Q. The angle of elevation of a jet fighter from a point $ A $ on the ground is $ {{60}^{o}} $ . After a flight of $ 10\,\,s $ , the angle of elevation changes to $ {{30}^{o}} $ . If the jet is flying at a speed of $ 432\,\,km/h $ . Find the constant height at which the jet is flying.
Jharkhand CECEJharkhand CECE 2009
Solution:
Since, speed of a flight be $ 432\,\,km/h $ .

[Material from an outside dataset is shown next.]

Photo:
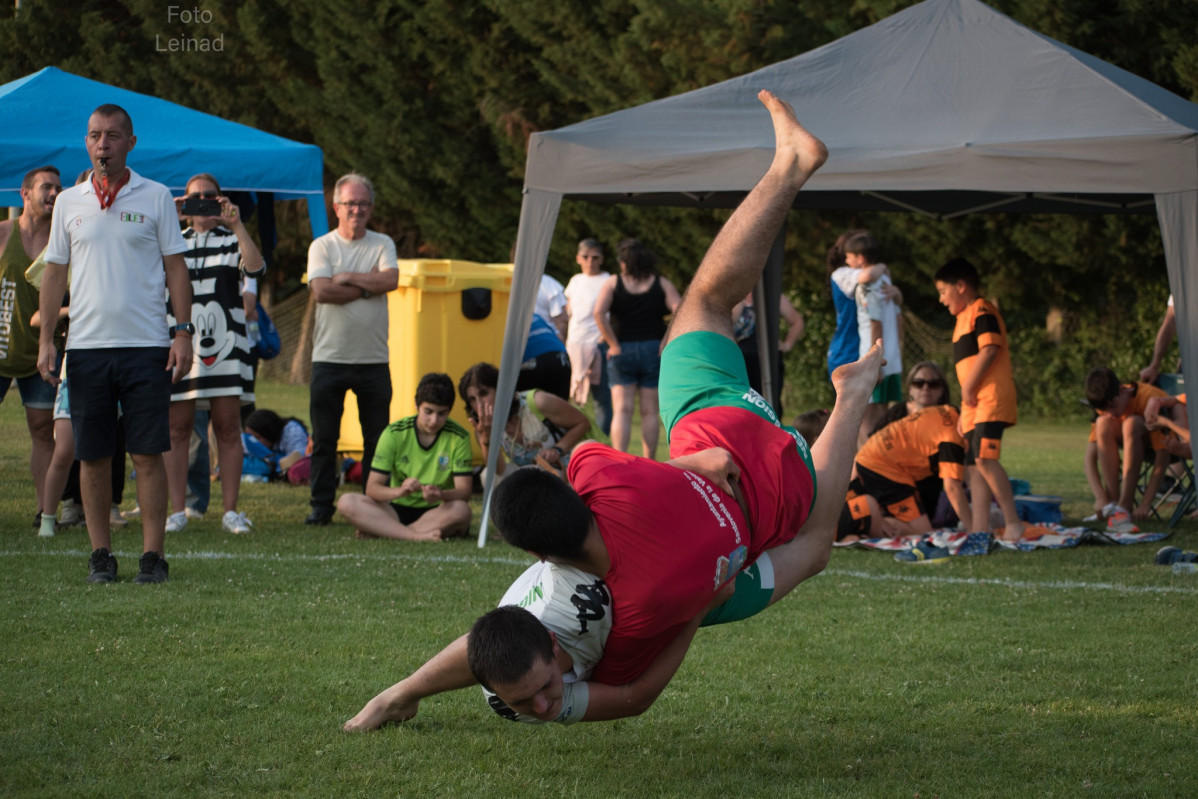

$ \therefore $ Distance cover from $ A $ to $ B $ ,
$ d=432\times \frac{5}{18}\times 10=1200\,\,m $
Now, in $ \Delta CBD $ ,
$ \tan {{60}^{o}}=\frac{h}{x}\Rightarrow x=\frac{h}{\sqrt{3}} $ and in
$ \Delta CAD $ , $ \tan {{30}^{o}}=\frac{h}{d+x} $
$ \Rightarrow $ $ \frac{1}{\sqrt{3}}=\frac{h}{1200+\frac{h}{\sqrt{3}}} $
$ \Rightarrow $ $ 1200=\sqrt{3}h-\frac{h}{\sqrt{3}} $
$ \Rightarrow $ $ h=600\sqrt{3}m $